To his basic principles of business, he added these policies:
- foster growth and development through continuing research
- treat employees in a fair, self-respecting way
- reinvest profits to build and extend the business
Kodak's history is one of progress in developing these basic principles and policies.
Mass Production at Low Cost
In the very early years of the company, Eastman was devoted to the idea of supplying the tools of photography at the lowest possible price to the greatest number of people. The rapid growth of the business made large-scale production a necessity. The creation of ingenious tools and processes for manufacturing film enabled the new company to turn out high-quality merchandise at selling prices that put them within the reach of the general public.
In 1896, the 100,000th KODAK camera was manufactured, and film and photographic paper were being made at the rate of about 400 miles a month.

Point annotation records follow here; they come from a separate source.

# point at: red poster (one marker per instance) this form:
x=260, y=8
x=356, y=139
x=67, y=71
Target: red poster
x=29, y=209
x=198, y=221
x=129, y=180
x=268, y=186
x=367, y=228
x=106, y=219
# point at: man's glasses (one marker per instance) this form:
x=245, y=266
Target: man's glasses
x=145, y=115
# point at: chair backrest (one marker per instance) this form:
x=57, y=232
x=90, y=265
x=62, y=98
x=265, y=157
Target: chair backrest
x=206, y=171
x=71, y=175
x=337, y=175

In those days, the pocket KODAK camera sold for $5. Not content with this, Eastman worked toward a camera that would operate simply and efficiently and sell for $1. The result of this effort was the introduction, in 1900, of the first in a long line of popular BROWNIE cameras.

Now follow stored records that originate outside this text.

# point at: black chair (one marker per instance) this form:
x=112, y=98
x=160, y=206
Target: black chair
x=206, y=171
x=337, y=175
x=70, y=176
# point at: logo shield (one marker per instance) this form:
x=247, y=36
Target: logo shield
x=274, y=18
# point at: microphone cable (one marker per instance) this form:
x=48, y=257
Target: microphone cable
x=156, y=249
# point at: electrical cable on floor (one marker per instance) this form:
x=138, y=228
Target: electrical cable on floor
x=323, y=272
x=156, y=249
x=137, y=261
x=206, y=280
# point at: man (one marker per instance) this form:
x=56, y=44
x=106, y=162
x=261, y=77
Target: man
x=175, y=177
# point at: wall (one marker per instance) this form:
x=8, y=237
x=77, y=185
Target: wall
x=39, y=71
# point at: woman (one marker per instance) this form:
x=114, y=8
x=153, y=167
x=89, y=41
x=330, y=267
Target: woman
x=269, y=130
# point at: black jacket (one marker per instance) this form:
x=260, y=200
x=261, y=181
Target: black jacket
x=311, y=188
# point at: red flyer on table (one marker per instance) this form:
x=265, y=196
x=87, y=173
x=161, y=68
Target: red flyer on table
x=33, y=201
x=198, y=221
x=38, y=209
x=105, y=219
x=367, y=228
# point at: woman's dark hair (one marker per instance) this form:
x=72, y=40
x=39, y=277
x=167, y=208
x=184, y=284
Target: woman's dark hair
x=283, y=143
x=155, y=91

By the time Eastman launched his dry plate business in 1880, European interest in photography was keen, but its practice was mostly limited to professionals.
Eastman recognized the potential of the world market for amateur photographers. Only five years after the Eastman Dry Plate and Film Company was established in the U.S., a sales office was opened in London. Within the next few years, particularly after the introduction of the KODAK camera and Eastman's simplified methods, picture-taking became popular with hundreds of thousands of amateurs.
In 1889, the Eastman Photographic Materials Company, Limited, was incorporated in London, England, to handle distribution of KODAK products in countries outside the U.S. At first, all goods were manufactured in Rochester. Before long, the combined international and domestic demand outpaced plant resources.
Construction of a factory at Harrow, England -- just outside London -- was completed in 1891. By 1900, distribution outlets had been established in France, Germany, Italy, and other European countries. A Japanese outlet was under consideration, and construction of a factory in Canada was underway with the organization of Canadian Kodak Company, Limited.
Today, Eastman Kodak Company has manufacturing operations in North and South America, Europe, and Asia, and KODAK Products are available in virtually every country across the globe.
When George Eastman marketed the first commercial transparent roll film in 1889, the impact ranged beyond consumer and professional photography. For one thing, it enabled inventor Thomas Edison to develop the first motion picture camera in 1891, and by 1896 Kodak was marketing film specially coated for motion picture use. Today, KODAK Film continues to record the action on many of the world's movie sets, and is also used to print the films shown in many neighborhood theaters. Eighty OSCAR®-winning "Best Pictures" have been shot on KODAK Film. Eastman Kodak Company even has nine OSCAR® statuettes of its own, for scientific and technical excellence.